May 19, 2011

In Defense of Dominique Strauss-Kahn

The Federal Reserve is in business to create moral hazard. The mere act of being a central banker means your job description involves creating moral hazard.
- Harvey Rosenblum, executive VP of Dallas Fed

Recently, IMF managing director Dominique Strauss-Kahn has had his reputation tarnished by a US scandal that would be barely worth gossiping about in a cafe in France.  Apparently this has been a part of a pattern of consumptive behavior going back many years.

And that kind of economics leadership is exactly what the world needs now.  Someone needs to rekindle what Keynes called the 'animal spirits' in bankers.  As Mr. Rosenblum and other Fed employees have noted, central banking is about creating moral hazard.  Who is more qualified to spread moral hazard around the world than Dominique Strauss-Kahn?  Who can possibly fill his shoes?

May 14, 2011

The Macroeconomics Credibility Gap

I posted this response to a Paul Krugman column bemoaning how nobody takes monetarists seriously anymore.


The reason the various schools of macro have failed to predict recession cycles for decades, is they do not recognize that the root cause is the buildup of undercollateralized credit, i.e. leverage. This is the essential point that heretics like Hayek and Misnky make, yet it continues to go unaddressed. Instead, a psychological phenomenon called an aggregate demand gap is blamed, when in fact the demand gap represents a (temporary) return to less leveraged financial practices and attitudes. The market failure is set up by the failure of government to properly regulate the use of leverage, and then compounded with moral hazard when government "intervenes" in the aftermath to reward the leverage abusers. 
If the leverage cheaters--the Fannie Maes who issue credit on less than 2% reserves--are not cleaned out periodically, capital is increasingly tied up in zombie non-performing assets (e.g. CDOs and houses) that can pretend they are performing as long as debts can be continually rolled over and increased to cover cash flow losses--requiring infinite dovish monetary policy. This eventually hits the zero bound on interest rates--the "liquidity trap"--unless the market or the Fed ends the party before zero is hit. This is the "liquidity trap" that gets a lot of attention in this space. The proper policy response is not to double down on government debt, but a regulatory and law enforcement response to clamp down on the undercollateralized credit defrauding the nation's money supply.
Until macroeconomists understand that the demand gap represents not a market failure, but the gap between sustainable and unsustainable credit-driven consumption, they will continue to be (rightly) derided outside rarefied academic and Washington DC airs. Monetary vs. fiscal policy vs. free markets is beside the point.
If I had to boil down the structural economic problems in capitalist society today, it comes down to one word: leverage.  Certain persons and organizations are granted leverage privilege; all other must pay cash.  This is what keeps the rich growing richer--they can buy stuff without spending money.

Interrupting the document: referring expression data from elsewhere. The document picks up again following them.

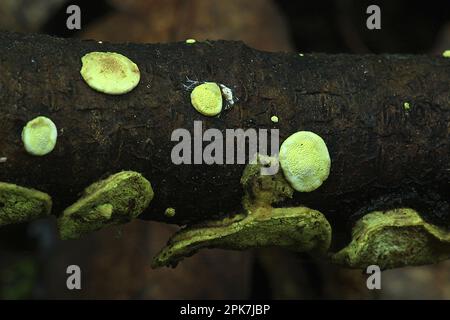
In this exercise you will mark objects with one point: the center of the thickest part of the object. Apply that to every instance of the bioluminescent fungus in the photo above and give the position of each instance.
(305, 161)
(169, 212)
(109, 72)
(207, 99)
(39, 136)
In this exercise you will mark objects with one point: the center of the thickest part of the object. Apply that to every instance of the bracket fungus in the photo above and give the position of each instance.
(392, 239)
(299, 229)
(207, 99)
(115, 200)
(19, 204)
(109, 72)
(39, 136)
(305, 161)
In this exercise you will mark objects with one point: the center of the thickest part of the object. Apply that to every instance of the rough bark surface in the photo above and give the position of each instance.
(383, 155)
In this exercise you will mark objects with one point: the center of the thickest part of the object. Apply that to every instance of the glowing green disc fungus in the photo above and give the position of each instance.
(207, 99)
(39, 136)
(109, 72)
(305, 161)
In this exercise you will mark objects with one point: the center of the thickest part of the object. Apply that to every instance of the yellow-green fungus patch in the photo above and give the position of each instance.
(394, 238)
(170, 212)
(39, 136)
(305, 161)
(19, 204)
(207, 99)
(109, 72)
(115, 200)
(299, 229)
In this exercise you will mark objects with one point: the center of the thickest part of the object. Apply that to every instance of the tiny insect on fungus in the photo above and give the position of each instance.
(207, 99)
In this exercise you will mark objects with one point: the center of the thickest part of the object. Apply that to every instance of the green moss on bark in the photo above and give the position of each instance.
(19, 204)
(394, 238)
(115, 200)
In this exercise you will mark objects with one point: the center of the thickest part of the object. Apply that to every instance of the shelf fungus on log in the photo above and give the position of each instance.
(19, 204)
(394, 238)
(298, 229)
(115, 200)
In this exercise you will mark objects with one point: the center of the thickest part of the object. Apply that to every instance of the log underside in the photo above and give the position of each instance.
(383, 154)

Your brokerage account is settled nightly (and sometimes intra-day if you exceed margin limits).  Goldman Sachs  gets weeks or months to settle transactions.  Banks get to hold assets on their books for years pretending they have value, even if the debtor is no longer paying at all.  The US government plays many games with leverage in its books such as with the Social Security "trust fund".  Finally, there's the whole institutionalized leverage system that banks follow known as fractional reserve lending.  The little guy without access to cheap credit can't get anywhere.

It is worth noting that gold is not the solution to undercollateralized credit.  Banks issued banknotes in the late 19th century that became worthless when no one would accept them.  Credit is created every time a supplier grants 30 day payment terms to a customer.  Instead of the gold standard, we should be better defining the boundaries between credit and fraud, and enforcing sanctions against fraud.